I think it's way way up there. When everything else loses its sparkle and allure, you have to have somebody you like talking to. and somebody who can make you laugh. I think people miss out on some really great choices for themselves because they are searching for some "type." Looks. Money. Status.

All you really need is someone you like talking to and listening to and someone who can make you laugh.

Is texting the new letter writing? Maybe I don't know. There is a lot you can learn about a person texting. Things are to the point. In a normal conversation, there can be an excess of words, a meandering down a path and you might not ever get to the destination. Texting is like a great manuscript edited down to within an inch of itself. As a writer, I think there are merits to the communication that happens during texting. There is no pork fat. It's lean and yet can be rich.

Like blue fin belly.

That was one smart thing I learned in raising a teenager. Learn to text. Your teenager will tolerate all kinds of affection coming his way in a text message that he never would if you were standing there saying it to him. Sometimes, often, you get some back.

love u 2 mom.

That's my favorite.

Don't get me wrong, conversation over a drink or a cup of coffee or a pot of tea or on a Sunday morning in bed is good, but do not underestimate the power of a text message.

There is power in scarcity.

Speaking of scarcity, how do you starve a fever that does not exist?

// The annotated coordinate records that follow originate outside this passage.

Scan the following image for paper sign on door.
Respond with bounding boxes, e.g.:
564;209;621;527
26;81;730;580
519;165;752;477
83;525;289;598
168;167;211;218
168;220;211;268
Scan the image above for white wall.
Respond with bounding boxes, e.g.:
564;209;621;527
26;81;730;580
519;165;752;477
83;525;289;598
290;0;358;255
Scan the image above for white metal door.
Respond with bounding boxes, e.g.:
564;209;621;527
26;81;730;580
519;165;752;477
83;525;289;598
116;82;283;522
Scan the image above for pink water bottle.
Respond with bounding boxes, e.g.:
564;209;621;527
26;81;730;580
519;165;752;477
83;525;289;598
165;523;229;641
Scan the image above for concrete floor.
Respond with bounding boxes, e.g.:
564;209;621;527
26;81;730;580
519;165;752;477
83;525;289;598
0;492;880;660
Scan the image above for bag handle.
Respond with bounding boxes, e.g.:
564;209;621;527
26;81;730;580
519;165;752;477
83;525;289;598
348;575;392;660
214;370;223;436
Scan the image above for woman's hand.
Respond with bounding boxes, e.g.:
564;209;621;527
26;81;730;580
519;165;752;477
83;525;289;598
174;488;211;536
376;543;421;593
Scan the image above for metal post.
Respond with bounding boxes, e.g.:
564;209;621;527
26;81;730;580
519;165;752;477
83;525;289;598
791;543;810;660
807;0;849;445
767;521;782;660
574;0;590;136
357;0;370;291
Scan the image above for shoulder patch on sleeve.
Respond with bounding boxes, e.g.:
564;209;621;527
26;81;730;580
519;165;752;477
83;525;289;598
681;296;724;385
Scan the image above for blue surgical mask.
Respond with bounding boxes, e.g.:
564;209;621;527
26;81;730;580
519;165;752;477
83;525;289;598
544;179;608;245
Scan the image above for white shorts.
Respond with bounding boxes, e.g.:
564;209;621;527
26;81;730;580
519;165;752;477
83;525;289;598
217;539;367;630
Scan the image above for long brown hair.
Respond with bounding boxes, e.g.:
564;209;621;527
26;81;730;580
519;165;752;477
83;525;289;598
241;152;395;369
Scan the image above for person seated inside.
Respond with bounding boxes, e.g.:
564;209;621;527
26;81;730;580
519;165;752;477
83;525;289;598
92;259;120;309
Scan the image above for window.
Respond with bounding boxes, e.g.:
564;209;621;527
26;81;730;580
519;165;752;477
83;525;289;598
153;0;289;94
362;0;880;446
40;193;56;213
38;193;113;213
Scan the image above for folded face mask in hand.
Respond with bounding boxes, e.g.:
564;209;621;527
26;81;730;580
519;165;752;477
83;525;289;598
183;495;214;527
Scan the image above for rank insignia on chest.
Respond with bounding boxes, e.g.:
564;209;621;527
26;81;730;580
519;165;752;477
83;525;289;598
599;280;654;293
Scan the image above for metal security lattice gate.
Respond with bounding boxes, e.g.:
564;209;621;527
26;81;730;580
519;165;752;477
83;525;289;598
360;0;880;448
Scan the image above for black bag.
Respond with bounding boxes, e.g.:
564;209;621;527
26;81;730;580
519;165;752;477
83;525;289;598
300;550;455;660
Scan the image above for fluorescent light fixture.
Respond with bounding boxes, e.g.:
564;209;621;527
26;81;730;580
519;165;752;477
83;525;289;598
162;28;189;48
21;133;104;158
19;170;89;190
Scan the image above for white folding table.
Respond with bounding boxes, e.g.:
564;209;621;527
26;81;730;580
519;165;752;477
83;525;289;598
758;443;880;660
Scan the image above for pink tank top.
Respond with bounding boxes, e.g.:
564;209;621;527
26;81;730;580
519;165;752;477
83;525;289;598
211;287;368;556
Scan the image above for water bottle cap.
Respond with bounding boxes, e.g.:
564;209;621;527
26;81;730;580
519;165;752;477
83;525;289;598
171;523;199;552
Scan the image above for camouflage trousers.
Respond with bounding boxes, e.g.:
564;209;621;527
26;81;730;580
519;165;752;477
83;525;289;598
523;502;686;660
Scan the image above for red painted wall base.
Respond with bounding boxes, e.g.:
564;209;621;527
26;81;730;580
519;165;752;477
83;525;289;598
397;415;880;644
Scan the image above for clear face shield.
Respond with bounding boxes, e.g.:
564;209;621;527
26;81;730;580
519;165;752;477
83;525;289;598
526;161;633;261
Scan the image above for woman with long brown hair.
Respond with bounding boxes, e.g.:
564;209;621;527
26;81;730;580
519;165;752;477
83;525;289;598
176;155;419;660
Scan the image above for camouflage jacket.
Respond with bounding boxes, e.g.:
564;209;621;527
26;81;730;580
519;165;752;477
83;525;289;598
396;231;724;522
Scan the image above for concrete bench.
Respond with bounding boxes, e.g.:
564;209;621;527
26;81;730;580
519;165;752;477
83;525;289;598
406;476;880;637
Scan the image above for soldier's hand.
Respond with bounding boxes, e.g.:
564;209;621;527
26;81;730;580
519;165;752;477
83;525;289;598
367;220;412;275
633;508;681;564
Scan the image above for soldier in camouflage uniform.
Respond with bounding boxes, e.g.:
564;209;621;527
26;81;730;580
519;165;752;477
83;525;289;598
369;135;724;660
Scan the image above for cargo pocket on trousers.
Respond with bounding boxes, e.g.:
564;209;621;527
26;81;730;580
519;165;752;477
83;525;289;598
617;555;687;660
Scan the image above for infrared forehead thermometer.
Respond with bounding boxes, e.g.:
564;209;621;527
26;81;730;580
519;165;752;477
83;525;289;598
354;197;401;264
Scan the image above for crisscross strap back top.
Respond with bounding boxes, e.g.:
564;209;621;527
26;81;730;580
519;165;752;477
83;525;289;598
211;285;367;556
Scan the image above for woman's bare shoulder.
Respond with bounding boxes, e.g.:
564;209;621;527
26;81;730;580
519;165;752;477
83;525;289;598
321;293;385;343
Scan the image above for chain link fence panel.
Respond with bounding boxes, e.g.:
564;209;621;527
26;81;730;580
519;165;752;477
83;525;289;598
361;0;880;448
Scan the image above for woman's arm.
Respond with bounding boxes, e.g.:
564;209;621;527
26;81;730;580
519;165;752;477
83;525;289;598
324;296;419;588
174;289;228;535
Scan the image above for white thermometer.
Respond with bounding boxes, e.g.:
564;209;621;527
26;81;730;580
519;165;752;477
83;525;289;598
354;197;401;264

Anybody know?

What else you want to talk about tonight? Anything?

You won't believe how long my fingernails are right now. I never realized how much hair production sucked out of nail production. I don't know if this is the case, but I'm going with it.

Hey, I'm half way through my first chemo regimen, the AC part of it. Two more sessions every other week. I will finish this heavy duty kick your ass make you beg part of my chemo on June 25. Then I start the 12 weeks of weekly.

So would this be considered hump day or something? Happy Hump Day to me, Happy Hump Day to me, Happy Hump Day, Happy Hump Day, Happy Hump Day to me.

Make a wish.

She closes her eyes. Blows a whistle without the sound.

You know I can't tell u or it won't come true.

Damn these Trader Joe tissues.

Don't forget what I told you about those and the importance of conversation and giving good text.

These are the little pearls of wisdom from the writergirldreams chicken soup for the cancerous soul.

Otherwise known as The Sacred Ordinary.

Night John Boy.

2 comments:

ann said...
This comment has been removed by a blog administrator.
Kim said...

Tonight, Monday, I'm going to read your entry "Don't Cry..." at my American Cancer Society Relay For Life meeting. I'm also going to give them your website. I love your writing and think others will too. I read a poem the other day and thought of you. It's kind of long, but I might try to post it for you. I will post again after my meeting and let you know what everyone thought. Luv to you and yours.